それを見ながらそれはワクワクした表情で彼が向かって来るのをその大きな手を広げて向かい入れる。走り出した少年は自らの武器である片腕ずつ携えた剣を使い、バケモノから逃れようと振るった。
一筋の光を掴むため。
自分の夢を叶えるため。
自分の母親の苦労をなくすため。
少年は無我夢中に剣を振るう。
しかし、敵対する者の大きな腕には一切届かず、右腕が先ずポキリと音を立てると無くなっていた。
痛みはある。
鏡面世界であってもそれは明確に痛みを感じ、この世界での死は彼方の世界でも同じく死を意味する。
少年は泣きじゃくりながらもう片方も振り下ろし、それと同時にもう片腕も外れていた。
両腕が落とされた少年は泣きながらそれに懇願する。
死にたくない、死にたくない。
助けて、助けて。
それらを聞きながらそれは涙を流し、少年の話を聞き受けると彼の体にそのパキリ落とした右腕を容赦なく突き刺した。
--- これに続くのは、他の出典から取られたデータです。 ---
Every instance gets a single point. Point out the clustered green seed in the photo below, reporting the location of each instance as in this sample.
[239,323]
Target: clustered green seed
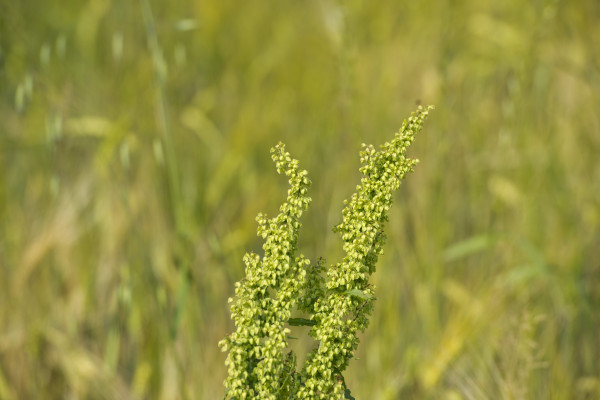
[282,282]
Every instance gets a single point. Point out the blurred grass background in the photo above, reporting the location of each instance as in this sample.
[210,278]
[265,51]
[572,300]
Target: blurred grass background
[134,152]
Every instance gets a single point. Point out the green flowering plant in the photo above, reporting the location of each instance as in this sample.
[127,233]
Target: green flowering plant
[339,300]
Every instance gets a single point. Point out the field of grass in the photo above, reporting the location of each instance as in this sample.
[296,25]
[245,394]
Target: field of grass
[134,157]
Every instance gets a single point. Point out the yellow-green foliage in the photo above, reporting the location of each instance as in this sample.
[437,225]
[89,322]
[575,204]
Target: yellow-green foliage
[338,312]
[132,165]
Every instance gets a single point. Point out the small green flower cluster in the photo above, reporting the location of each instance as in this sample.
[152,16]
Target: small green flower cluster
[268,294]
[282,282]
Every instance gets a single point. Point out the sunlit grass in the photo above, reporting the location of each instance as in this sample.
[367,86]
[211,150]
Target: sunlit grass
[114,284]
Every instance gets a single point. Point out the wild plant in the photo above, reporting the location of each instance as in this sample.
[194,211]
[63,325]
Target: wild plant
[337,301]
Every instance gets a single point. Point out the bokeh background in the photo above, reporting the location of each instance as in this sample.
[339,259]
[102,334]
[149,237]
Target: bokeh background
[134,150]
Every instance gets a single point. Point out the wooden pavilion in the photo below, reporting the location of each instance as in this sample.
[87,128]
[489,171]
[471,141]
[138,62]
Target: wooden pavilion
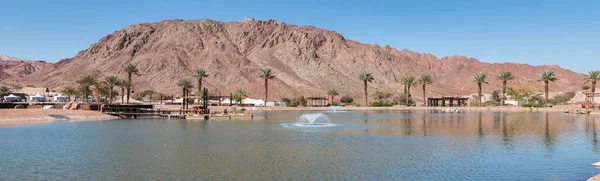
[452,101]
[589,99]
[316,101]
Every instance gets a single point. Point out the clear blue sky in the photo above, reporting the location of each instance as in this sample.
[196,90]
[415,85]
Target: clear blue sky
[560,32]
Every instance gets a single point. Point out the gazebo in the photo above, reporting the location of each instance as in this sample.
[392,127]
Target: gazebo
[316,101]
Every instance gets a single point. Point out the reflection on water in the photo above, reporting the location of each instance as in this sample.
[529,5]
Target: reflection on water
[363,145]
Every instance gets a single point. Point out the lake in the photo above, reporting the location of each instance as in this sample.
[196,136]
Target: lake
[360,145]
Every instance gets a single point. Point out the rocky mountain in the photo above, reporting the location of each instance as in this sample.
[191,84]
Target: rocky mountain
[12,68]
[306,59]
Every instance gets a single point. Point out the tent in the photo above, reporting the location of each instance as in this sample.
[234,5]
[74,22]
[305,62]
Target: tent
[247,101]
[37,98]
[61,99]
[12,98]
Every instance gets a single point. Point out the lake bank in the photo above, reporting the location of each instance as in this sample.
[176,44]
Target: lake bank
[495,109]
[17,117]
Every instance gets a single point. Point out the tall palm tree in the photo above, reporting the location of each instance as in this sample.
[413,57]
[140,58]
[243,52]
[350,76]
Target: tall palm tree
[111,82]
[123,84]
[130,69]
[4,90]
[85,83]
[102,89]
[332,93]
[408,81]
[594,75]
[185,85]
[266,73]
[505,76]
[69,91]
[480,79]
[366,77]
[547,76]
[200,74]
[239,96]
[425,80]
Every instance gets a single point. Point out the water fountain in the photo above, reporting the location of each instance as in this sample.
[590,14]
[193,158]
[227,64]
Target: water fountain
[313,120]
[334,108]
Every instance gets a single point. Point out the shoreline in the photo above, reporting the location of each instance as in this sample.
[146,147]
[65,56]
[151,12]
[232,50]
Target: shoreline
[353,108]
[21,117]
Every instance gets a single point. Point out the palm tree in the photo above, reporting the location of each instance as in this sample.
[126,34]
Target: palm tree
[480,79]
[69,91]
[123,84]
[185,85]
[200,74]
[505,76]
[85,83]
[239,96]
[130,69]
[266,73]
[4,90]
[102,89]
[366,77]
[594,75]
[425,80]
[547,76]
[332,93]
[408,81]
[111,82]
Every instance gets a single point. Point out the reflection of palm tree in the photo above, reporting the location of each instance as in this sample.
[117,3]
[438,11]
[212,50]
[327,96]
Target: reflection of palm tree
[408,125]
[366,77]
[548,139]
[480,125]
[547,76]
[425,115]
[130,69]
[589,122]
[480,79]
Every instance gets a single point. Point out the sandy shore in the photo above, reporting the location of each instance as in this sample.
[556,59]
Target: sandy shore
[496,108]
[17,117]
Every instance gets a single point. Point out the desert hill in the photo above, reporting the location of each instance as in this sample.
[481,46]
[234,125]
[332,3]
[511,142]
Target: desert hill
[306,59]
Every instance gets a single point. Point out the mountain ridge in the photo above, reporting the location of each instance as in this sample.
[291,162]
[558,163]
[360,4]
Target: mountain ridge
[306,59]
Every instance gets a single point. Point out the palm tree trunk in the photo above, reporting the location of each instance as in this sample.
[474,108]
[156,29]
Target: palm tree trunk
[199,86]
[183,98]
[266,90]
[479,95]
[593,93]
[111,88]
[407,94]
[546,90]
[128,87]
[331,100]
[424,97]
[122,94]
[503,92]
[366,95]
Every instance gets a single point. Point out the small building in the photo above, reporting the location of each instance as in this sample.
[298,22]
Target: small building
[37,98]
[447,101]
[12,98]
[61,99]
[35,90]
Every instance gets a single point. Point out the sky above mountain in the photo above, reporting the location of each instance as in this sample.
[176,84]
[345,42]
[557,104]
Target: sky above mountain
[534,32]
それは恐怖に染まった少年の表情を見ながら彼の残した色から己の悦を満たす。
「いい、いい、実にいい色だ、私好みの色だ。だが、足りない。あの時、彼女が見せてくれた彼女の中にあった二つの色。あれが見たいんだ。君は一つで真っ青だ。私が両親を殺した所を見せて美しいと言った少女。名は知らないが私の半身。あゝ、どこにいるのだろう」
その独り言を間に少年はディヴィジョンから唯一逃げれる場所へと駆け出した。少年は後ろを見ながら無我夢中で走り、そして、彼の首は闇夜に飛んだ。
死を理解する前に自分が逃げる体だけが走っており、首は死の手の元にポトリと収まった。
蜻蛉が首を切られても動く様に彼の体も自分が死んだ事に気づかず走る。しかし、それもまた思考する為の脳が無くなり、自分一人で生きる方向を決める事が出来ず、少ししてそれはボテリと言う重たいと音共に肉塊へと変わった。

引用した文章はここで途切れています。